Zuerst wandert der Blechkrug mit Kaffee, dann der mit Milch, schließlich eine Schüssel mit Brot vom Kopfende zu den Novizinnen. Jede nimmt sich und schiebt schnell weiter. Von der Butter rasch ein Stück abgeschnitten, einen Klecks Marmelade. Den Zucker für den Kaffee verpasst. Mit stummer Gestik den bei den Novizinnen gelandeten Zucker zurückerbitten.

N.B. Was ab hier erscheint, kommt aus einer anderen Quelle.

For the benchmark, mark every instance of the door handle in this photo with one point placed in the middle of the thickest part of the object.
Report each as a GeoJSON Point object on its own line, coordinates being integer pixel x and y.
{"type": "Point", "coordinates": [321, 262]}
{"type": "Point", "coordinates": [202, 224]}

Auch der gemeinsame Esssaal birgt eine Geschichte um die Bürde der Denkmalpflege: Der Kampf um die Holzböden. Um dem barocken Anspruch zu genügen, sind diese nicht lackiert, sondern nur mit Bienenwachs eingerieben: «Aber das ist nicht optimal.» Domenicas funkelnder Blick blitzt über ihren goldenen Brillenrand. Speisereste oder Flüssigkeiten, die auf dem Boden landen, ziehen ein und hinterlassen unwiderrufliche Spuren. «Man schrubbt lange auf den Knien, aber weg kriegt man es nie ganz.»

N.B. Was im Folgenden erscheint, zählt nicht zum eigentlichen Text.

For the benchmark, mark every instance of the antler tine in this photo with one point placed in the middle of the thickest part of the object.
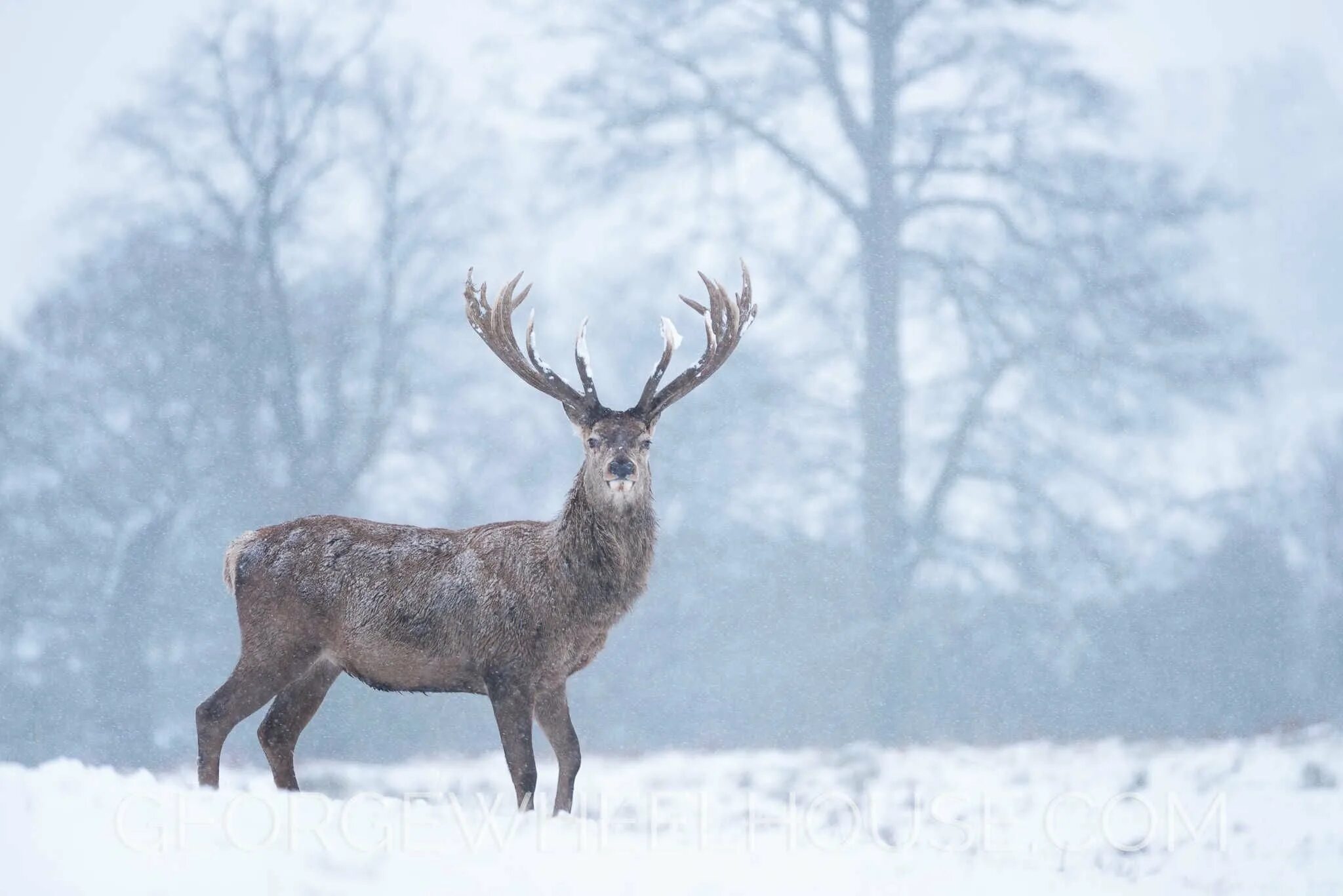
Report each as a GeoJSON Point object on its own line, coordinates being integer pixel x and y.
{"type": "Point", "coordinates": [724, 321]}
{"type": "Point", "coordinates": [583, 362]}
{"type": "Point", "coordinates": [494, 325]}
{"type": "Point", "coordinates": [670, 341]}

Die Lösung der Baukommission lautete denkbar einfach: «Lasst die Patina darüber wachsen» – jedoch denkbar unpraktikabel, denn diese natürliche Schutzschicht dauert Jahrzehnte. Domenica stößt hörbar Luft aus: «Diese Männer, das sind ja lauter Männer, die müssen keine Böden putzen!» Die Patina wächst, die Nonnen schrubben.